Despite the risk of backlash, however, the Democrats’ determination to emphasize social issues before the election was again showcased at the Feb. 28 hearing of the House Judiciary Committee.

“A woman’s right to access birth control cannot be limited by the government,” insisted Rep. John Conyers, the senior Democratic leader on the House Judiciary Committee.

“Science backs up the policy of the administration,” he declared, adding, “Ladies and Gentlemen of the committee, this is established science.”

New York Rep. Jerrold Nadler argued that the mandate does not violate Constitutional provisions protecting religious freedom. “The government chooses to accommodate religious beliefs even when it is not constitutionally required,” he announced.

In fact, opposition to the mandate, Nadler argued, may be unconstitutional.

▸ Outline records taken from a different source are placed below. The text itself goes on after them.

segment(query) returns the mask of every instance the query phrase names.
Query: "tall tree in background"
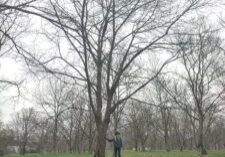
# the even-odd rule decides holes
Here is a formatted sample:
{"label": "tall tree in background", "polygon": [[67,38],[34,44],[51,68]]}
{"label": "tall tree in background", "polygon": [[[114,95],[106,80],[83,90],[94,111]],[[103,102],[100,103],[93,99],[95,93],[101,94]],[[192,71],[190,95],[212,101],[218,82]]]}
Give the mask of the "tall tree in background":
{"label": "tall tree in background", "polygon": [[221,110],[221,97],[224,94],[221,85],[223,53],[220,48],[221,39],[215,31],[207,29],[204,20],[199,21],[201,24],[197,23],[192,29],[196,31],[180,33],[178,37],[178,51],[184,71],[175,74],[183,81],[180,87],[176,81],[173,91],[168,88],[166,90],[175,103],[198,122],[193,125],[198,127],[197,147],[202,155],[206,155],[205,134],[215,114]]}
{"label": "tall tree in background", "polygon": [[[142,71],[142,79],[137,79],[137,71],[141,70],[135,62],[150,53],[183,16],[203,2],[50,0],[43,4],[44,9],[37,6],[32,10],[14,6],[5,8],[46,19],[57,29],[57,33],[54,33],[57,38],[67,41],[67,52],[59,46],[58,52],[48,54],[40,51],[31,53],[24,49],[19,53],[28,66],[42,68],[56,76],[63,75],[85,85],[97,129],[94,156],[105,157],[105,138],[111,115],[119,105],[151,82],[175,57],[159,65],[150,77]],[[119,87],[122,96],[112,103]]]}
{"label": "tall tree in background", "polygon": [[25,155],[31,134],[36,128],[36,112],[33,108],[22,109],[13,120],[13,128],[19,140],[20,153]]}

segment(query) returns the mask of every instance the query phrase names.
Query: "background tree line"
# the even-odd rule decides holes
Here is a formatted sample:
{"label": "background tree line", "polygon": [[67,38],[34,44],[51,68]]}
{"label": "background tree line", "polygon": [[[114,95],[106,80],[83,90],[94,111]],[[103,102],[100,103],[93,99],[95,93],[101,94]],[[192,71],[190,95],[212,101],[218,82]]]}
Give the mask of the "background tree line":
{"label": "background tree line", "polygon": [[[222,4],[212,4],[1,2],[0,57],[22,63],[26,80],[38,80],[34,107],[12,116],[2,129],[11,140],[2,141],[13,141],[21,154],[29,148],[104,157],[106,136],[121,130],[125,147],[135,150],[205,155],[223,148],[223,20],[212,25],[204,16]],[[20,96],[24,80],[3,76],[2,91],[15,86]]]}

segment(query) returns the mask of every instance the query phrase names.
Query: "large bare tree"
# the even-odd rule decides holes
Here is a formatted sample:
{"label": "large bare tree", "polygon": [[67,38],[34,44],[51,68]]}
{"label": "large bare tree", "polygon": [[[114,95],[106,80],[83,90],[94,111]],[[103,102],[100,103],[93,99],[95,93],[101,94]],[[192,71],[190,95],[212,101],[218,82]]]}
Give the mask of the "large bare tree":
{"label": "large bare tree", "polygon": [[[51,54],[20,51],[29,66],[63,75],[85,85],[97,129],[95,157],[105,156],[106,132],[116,108],[151,82],[174,56],[151,76],[136,79],[138,58],[150,53],[170,29],[204,0],[47,0],[32,9],[3,6],[37,15],[55,26],[69,51]],[[1,7],[1,6],[0,6]],[[54,40],[55,37],[52,39]],[[60,46],[59,46],[60,47]],[[57,64],[56,64],[57,63]],[[122,97],[112,103],[120,87]]]}

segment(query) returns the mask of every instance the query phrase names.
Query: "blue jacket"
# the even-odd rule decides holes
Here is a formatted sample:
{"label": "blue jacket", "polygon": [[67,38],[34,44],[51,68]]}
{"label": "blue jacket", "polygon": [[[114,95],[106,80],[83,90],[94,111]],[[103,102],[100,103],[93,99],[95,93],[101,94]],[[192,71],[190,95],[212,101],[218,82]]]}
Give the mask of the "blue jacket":
{"label": "blue jacket", "polygon": [[113,139],[107,139],[109,142],[113,142],[114,148],[122,148],[123,143],[121,137],[115,137]]}

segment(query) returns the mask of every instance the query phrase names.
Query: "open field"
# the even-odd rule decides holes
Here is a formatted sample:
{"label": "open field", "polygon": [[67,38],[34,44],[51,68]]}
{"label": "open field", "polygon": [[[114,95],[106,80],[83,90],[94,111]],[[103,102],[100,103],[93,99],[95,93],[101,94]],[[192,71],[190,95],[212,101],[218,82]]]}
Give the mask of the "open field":
{"label": "open field", "polygon": [[[208,157],[225,157],[224,151],[209,151]],[[39,155],[39,154],[27,154],[25,157],[92,157],[89,154],[74,155],[74,154],[63,154],[63,155]],[[151,152],[134,152],[134,151],[123,151],[122,157],[198,157],[199,153],[195,151],[171,151],[169,153],[165,151],[151,151]],[[20,155],[9,155],[6,157],[21,157]],[[107,152],[106,157],[112,157],[112,152]]]}

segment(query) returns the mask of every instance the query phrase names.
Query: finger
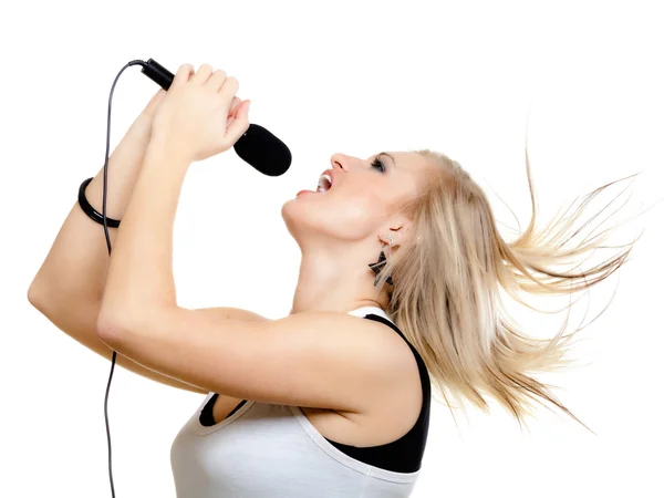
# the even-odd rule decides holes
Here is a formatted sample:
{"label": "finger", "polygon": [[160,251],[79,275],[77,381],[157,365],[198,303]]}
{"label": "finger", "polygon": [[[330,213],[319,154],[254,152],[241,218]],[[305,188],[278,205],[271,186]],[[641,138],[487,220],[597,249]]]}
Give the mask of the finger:
{"label": "finger", "polygon": [[208,81],[210,74],[212,74],[212,66],[210,64],[200,64],[200,68],[198,68],[198,71],[194,74],[191,81],[203,85]]}
{"label": "finger", "polygon": [[212,92],[218,92],[221,86],[224,86],[224,82],[226,81],[226,71],[217,70],[212,73],[212,75],[207,81],[207,85],[209,85]]}
{"label": "finger", "polygon": [[[189,76],[194,73],[194,66],[191,64],[183,64],[175,73],[175,77],[173,79],[173,83],[170,86],[179,86],[189,81]],[[170,89],[169,89],[170,90]]]}
{"label": "finger", "polygon": [[224,86],[219,90],[219,97],[221,97],[221,102],[227,105],[230,105],[232,97],[236,96],[238,90],[240,87],[240,82],[235,76],[228,76],[224,82]]}
{"label": "finger", "polygon": [[235,144],[249,129],[249,104],[251,101],[245,101],[236,113],[235,121],[226,128],[226,136]]}

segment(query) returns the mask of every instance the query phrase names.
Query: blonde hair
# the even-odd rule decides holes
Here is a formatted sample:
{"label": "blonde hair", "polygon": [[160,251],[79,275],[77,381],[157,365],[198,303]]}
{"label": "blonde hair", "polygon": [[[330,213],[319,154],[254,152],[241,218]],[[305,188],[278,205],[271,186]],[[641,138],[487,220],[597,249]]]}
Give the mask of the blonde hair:
{"label": "blonde hair", "polygon": [[542,403],[546,401],[591,430],[553,395],[551,385],[532,376],[573,363],[568,353],[582,328],[566,334],[566,321],[552,339],[528,336],[508,313],[505,298],[535,309],[525,293],[571,294],[616,271],[637,238],[584,271],[579,266],[587,253],[592,256],[602,247],[615,227],[600,234],[595,234],[595,227],[575,246],[569,242],[589,225],[573,228],[587,205],[611,185],[635,175],[596,188],[571,212],[574,203],[537,229],[536,195],[526,151],[531,219],[526,230],[508,243],[498,232],[485,193],[461,166],[444,154],[428,149],[417,153],[439,167],[424,191],[404,206],[417,237],[388,258],[376,291],[392,274],[394,287],[386,311],[424,359],[434,397],[436,392],[442,394],[447,406],[453,397],[461,408],[465,398],[488,413],[488,394],[521,427],[526,415],[533,415],[532,402],[547,406]]}

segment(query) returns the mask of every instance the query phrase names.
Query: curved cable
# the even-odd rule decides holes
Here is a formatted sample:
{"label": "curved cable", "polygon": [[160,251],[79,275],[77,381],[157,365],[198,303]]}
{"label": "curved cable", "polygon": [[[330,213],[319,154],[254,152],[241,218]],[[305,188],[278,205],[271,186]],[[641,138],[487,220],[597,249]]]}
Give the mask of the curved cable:
{"label": "curved cable", "polygon": [[[111,148],[111,103],[113,101],[113,92],[115,91],[115,84],[120,79],[121,74],[132,65],[142,65],[145,68],[147,63],[141,60],[134,60],[128,62],[115,76],[113,86],[111,86],[111,94],[108,95],[108,117],[106,120],[106,154],[104,158],[104,195],[102,200],[102,217],[104,218],[104,236],[106,237],[106,247],[108,248],[108,257],[111,257],[111,237],[108,236],[108,224],[106,220],[106,185],[108,183],[108,151]],[[111,427],[108,425],[108,392],[111,391],[111,381],[113,380],[113,372],[115,371],[115,360],[117,353],[113,351],[111,359],[111,373],[108,374],[108,383],[106,384],[106,394],[104,396],[104,419],[106,422],[106,442],[108,445],[108,479],[111,480],[111,496],[115,498],[115,486],[113,484],[113,460],[112,460],[112,448],[111,448]]]}

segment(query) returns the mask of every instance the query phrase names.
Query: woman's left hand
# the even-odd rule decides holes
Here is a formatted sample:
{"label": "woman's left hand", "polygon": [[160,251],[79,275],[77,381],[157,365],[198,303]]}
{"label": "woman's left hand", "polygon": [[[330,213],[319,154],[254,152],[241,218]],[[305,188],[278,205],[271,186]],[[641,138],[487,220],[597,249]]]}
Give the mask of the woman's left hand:
{"label": "woman's left hand", "polygon": [[249,101],[237,105],[238,89],[236,77],[209,64],[196,73],[180,65],[155,114],[152,139],[189,163],[228,151],[249,128]]}

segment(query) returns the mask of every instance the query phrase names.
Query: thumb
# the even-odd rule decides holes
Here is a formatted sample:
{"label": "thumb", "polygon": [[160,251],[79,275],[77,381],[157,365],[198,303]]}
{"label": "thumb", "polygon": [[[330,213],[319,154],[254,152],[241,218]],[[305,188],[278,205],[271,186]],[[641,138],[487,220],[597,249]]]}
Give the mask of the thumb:
{"label": "thumb", "polygon": [[226,136],[235,144],[249,129],[249,104],[251,101],[242,102],[236,111],[236,118],[226,129]]}

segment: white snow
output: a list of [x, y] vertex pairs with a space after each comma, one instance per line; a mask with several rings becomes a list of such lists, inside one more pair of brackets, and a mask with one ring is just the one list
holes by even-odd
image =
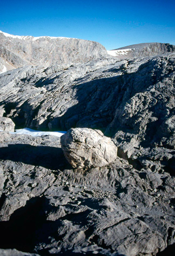
[[16, 130], [15, 132], [10, 132], [11, 134], [24, 134], [31, 135], [33, 137], [42, 136], [43, 135], [53, 135], [54, 136], [60, 137], [66, 133], [66, 131], [56, 131], [56, 132], [42, 132], [41, 131], [36, 131], [30, 129], [29, 128], [24, 128], [23, 129]]
[[129, 52], [132, 51], [133, 49], [124, 49], [122, 50], [107, 50], [108, 54], [112, 56], [119, 56], [127, 55]]
[[6, 67], [5, 66], [3, 65], [3, 70], [0, 72], [0, 74], [2, 74], [2, 73], [6, 72]]
[[23, 40], [25, 40], [26, 39], [31, 39], [32, 41], [35, 41], [37, 40], [37, 39], [39, 39], [40, 38], [48, 38], [48, 39], [70, 39], [70, 37], [53, 37], [53, 36], [14, 36], [14, 35], [10, 35], [10, 34], [8, 34], [8, 33], [5, 33], [4, 32], [3, 32], [2, 31], [0, 30], [0, 33], [3, 34], [5, 36], [6, 36], [7, 37], [12, 37], [12, 38], [17, 38], [18, 39], [22, 39]]

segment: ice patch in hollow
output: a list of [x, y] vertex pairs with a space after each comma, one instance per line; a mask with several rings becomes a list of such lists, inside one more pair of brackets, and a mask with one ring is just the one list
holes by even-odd
[[10, 132], [11, 134], [27, 135], [33, 137], [42, 136], [43, 135], [53, 135], [56, 137], [61, 137], [66, 133], [66, 131], [59, 131], [56, 132], [42, 132], [41, 131], [36, 131], [30, 128], [24, 128], [23, 129], [16, 130], [15, 132]]
[[2, 31], [0, 30], [0, 33], [3, 34], [5, 36], [7, 37], [12, 37], [12, 38], [17, 38], [18, 39], [22, 39], [25, 40], [26, 39], [31, 39], [32, 41], [36, 41], [40, 38], [45, 38], [45, 39], [70, 39], [70, 37], [53, 37], [53, 36], [36, 36], [34, 37], [32, 36], [15, 36], [14, 35], [10, 35], [10, 34], [5, 33], [3, 32]]

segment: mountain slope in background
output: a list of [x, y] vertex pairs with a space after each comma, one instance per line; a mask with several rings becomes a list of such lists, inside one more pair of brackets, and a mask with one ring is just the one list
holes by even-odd
[[0, 72], [24, 66], [80, 63], [107, 56], [99, 43], [73, 38], [14, 36], [0, 31]]
[[175, 46], [169, 43], [144, 43], [125, 46], [115, 50], [107, 50], [107, 53], [119, 59], [155, 56], [162, 53], [175, 51]]
[[[130, 46], [121, 60], [91, 41], [0, 36], [0, 254], [174, 256], [174, 47]], [[99, 130], [116, 159], [73, 169], [59, 137], [16, 134], [11, 119]]]

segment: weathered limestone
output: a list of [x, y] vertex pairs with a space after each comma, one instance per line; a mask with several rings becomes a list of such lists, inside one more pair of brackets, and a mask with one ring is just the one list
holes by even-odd
[[115, 161], [117, 148], [99, 130], [69, 130], [61, 137], [64, 155], [74, 168], [102, 167]]
[[8, 117], [0, 117], [0, 131], [14, 132], [15, 125], [13, 121]]

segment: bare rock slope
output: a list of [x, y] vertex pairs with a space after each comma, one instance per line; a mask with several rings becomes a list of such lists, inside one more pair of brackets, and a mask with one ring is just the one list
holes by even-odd
[[175, 46], [170, 43], [144, 43], [108, 50], [109, 54], [119, 59], [155, 56], [175, 52]]
[[59, 138], [1, 132], [0, 252], [173, 255], [174, 60], [103, 57], [0, 75], [0, 116], [16, 128], [98, 129], [118, 148], [105, 166], [72, 169]]
[[[0, 72], [25, 65], [84, 62], [107, 55], [100, 43], [81, 39], [20, 36], [0, 31]], [[6, 70], [4, 69], [6, 71]]]

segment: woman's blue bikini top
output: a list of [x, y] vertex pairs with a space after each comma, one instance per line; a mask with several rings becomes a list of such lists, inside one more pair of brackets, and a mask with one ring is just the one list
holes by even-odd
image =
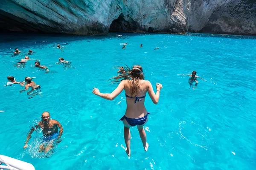
[[146, 95], [145, 95], [144, 96], [143, 96], [142, 97], [138, 97], [138, 96], [136, 96], [135, 97], [132, 97], [128, 96], [128, 95], [127, 95], [125, 94], [125, 97], [128, 97], [129, 98], [135, 99], [135, 102], [134, 103], [136, 103], [136, 102], [137, 102], [137, 101], [139, 102], [140, 100], [141, 101], [142, 101], [142, 100], [141, 100], [141, 99], [140, 99], [145, 98], [145, 97], [146, 97]]

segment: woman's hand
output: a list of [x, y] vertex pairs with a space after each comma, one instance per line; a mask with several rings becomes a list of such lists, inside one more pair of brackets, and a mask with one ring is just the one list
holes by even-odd
[[93, 93], [96, 95], [99, 96], [100, 92], [98, 88], [94, 88], [93, 90]]
[[157, 83], [157, 90], [160, 91], [162, 88], [163, 88], [162, 84]]
[[25, 146], [24, 146], [23, 147], [23, 149], [25, 149], [27, 147], [28, 147], [28, 144], [26, 144], [25, 145]]

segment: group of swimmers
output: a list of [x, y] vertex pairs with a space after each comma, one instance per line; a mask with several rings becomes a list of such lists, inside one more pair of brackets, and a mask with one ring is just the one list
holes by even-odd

“I fear that those who continue to object [to Obama’s religious regulation] really seek to block women’s access to contraceptive services altogether, but the Constitution does not grant them that right,” he claimed.

Denying even some women free contraceptives would “enable one group to impose their religious views on others who do not share them, and that is not permitted by the Constitution,” he continued.

Congressional Republicans such as Frank said that the Democrats’ arguments are also driven by their support for Obama’s ambitious health care reform agenda.

Obama won’t compromise, said Frank, because “any compromise on the part of the president undermines his fundamental goal of imposing government-run health care on everyone.”

Unfortunately for church groups, Frank said, “Religious freedom gets in the way [of that goal]… it is going to be a victim of that goal.”

Republicans also argue that Obama and like-minded progressives are trying to entirely subordinate civil society groups — including churches, charities and companies — to federal directives. For example, the Feb. 10 directive came only a month after a White House effort to impose routine commercial hiring rules on religious denominations was unanimously rejected by the Supreme Court.

Obama’s Feb. 10 mandate stems from The Affordable Care Act, also known as Obamacare.

The mandate requires religious groups to provide their employees with health insurance that funds free contraceptives, sterilization and abortion-causing drugs. The employees of churches and other houses of worship would be exempted, if their employers pass a government test.

The mandate extends federal regulations of churches into moral issues, sparking opposition from numerous churches, but especially the Catholic Church.

In a brief Feb. 10 statement, Obama said that some church-affiliated groups, such as hospitals, charities and universities, would not have to fund the unwanted services. Instead, he announced, the federal government would make the groups’ commercial insurance companies provide the birth-control services for free to employees. The Obama administration has characterized this move as a “compromise.”

The president did not explain how his office has the constitutional power to make companies give away free services.

Additionally, Obama did not explain how many women could not get free or cheap contraceptives through alternative options, such as the government-funded Title X program or via the free market.

The Catholic Church is the most prominent opponent of the new regulation but a wide spectrum of civil-society groups and advocates have spoken out against the new mandate. The Catholic Church opposes all elements of Obama’s edict, largely because it sees marriage as the proper avenue for sex, and contraception as sinful. But many of the other opponents do not oppose contraception services, and some do not oppose abortion.